- Hands-On Docker for Microservices with Python
- Jaime Buelta
- 312字
- 2021-06-24 12:35:56
Using tags
Tags are descriptors to label different versions of the same image. There's an image, alpine:3.9, and another, alpine:3.8. There are also official images of Python for different interpreters (3.6, 3.7, 2.7, and so on), but other than versions, the interpreters may refer to ways the image is created.
For example, these images have the same effect. The first one is a full image containing a Python 3.7 interpreter:
$ docker run -it python:3.7
Python 3.7.3 (default, May 8 2019, 05:28:42)
[GCC 6.3.0 20170516] on linux
Type "help", "copyright", "credits" or "license" for more information.
>>>
The second one also has a Python 3.7 interpreter. Note the slim change in the name:
$ docker run -it python:3.7-slim
Python 3.7.3 (default, May 8 2019, 05:31:59)
[GCC 6.3.0 20170516] on linux
Type "help", "copyright", "credits" or "license" for more information.
>>>
However, the sizes of the images are quite different:
$ docker images | grep python
python 3.7-slim ca7f9e245002 4 weeks ago 143MB
python 3.7 a4cc999cf2aa 4 weeks ago 929MB
Any build uses the latest tag automatically if another tag is not specified.

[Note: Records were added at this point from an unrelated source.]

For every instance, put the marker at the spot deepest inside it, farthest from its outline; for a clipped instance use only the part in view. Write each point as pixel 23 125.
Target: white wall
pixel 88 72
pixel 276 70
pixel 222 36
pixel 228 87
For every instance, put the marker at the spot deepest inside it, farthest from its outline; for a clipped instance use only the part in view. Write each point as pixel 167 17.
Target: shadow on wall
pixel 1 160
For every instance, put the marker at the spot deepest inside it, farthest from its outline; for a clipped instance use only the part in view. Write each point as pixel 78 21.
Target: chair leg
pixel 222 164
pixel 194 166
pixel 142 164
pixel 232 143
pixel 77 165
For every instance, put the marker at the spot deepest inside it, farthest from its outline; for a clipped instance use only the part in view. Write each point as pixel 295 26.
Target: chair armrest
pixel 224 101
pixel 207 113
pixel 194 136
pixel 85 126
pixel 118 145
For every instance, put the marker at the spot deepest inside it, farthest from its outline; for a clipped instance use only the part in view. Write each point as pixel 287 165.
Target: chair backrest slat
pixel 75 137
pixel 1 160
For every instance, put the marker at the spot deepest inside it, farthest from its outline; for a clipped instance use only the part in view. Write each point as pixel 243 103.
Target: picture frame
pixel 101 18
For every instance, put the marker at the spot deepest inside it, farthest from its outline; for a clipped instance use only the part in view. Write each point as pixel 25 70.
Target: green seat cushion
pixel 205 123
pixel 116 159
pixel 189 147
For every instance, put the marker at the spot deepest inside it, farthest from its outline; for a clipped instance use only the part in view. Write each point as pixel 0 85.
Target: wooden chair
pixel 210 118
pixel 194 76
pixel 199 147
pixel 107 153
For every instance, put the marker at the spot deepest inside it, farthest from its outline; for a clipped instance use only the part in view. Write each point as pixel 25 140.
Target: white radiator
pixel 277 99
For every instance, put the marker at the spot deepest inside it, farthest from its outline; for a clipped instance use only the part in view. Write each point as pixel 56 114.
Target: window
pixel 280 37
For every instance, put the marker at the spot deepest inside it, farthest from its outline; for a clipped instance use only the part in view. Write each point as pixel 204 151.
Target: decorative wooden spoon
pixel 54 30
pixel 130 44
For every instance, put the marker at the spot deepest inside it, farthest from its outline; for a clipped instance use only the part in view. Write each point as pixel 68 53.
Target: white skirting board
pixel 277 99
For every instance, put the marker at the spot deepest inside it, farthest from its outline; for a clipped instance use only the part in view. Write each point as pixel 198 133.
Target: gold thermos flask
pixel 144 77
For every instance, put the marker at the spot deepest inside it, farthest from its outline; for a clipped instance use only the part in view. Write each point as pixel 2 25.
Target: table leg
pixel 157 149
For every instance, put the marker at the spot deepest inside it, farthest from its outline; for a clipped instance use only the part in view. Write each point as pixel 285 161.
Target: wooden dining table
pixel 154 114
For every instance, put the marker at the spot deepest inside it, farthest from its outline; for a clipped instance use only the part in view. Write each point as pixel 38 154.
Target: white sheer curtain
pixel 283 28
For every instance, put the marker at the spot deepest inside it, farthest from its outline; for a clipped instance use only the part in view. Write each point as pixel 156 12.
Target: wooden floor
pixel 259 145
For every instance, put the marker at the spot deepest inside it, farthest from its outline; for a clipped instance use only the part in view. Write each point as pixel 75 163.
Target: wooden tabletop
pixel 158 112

A single image can be tagged multiple times, with different tags. For example, the latest tag can also be version v1.5:
$ docker tag thoughts-backend:latest thoughts-backend:v1.5
$ docker images
REPOSITORY TAG IMAGE ID CREATED SIZE
thoughts-backend latest c7a8499623e7 5 min ago 144MB
thoughts-backend v1.5 c7a8499623e7 5 min ago 144MB
Note how image id is the same. Using tags allows you to label specific images, so we know they are ready to deploy or give them some kind of significance.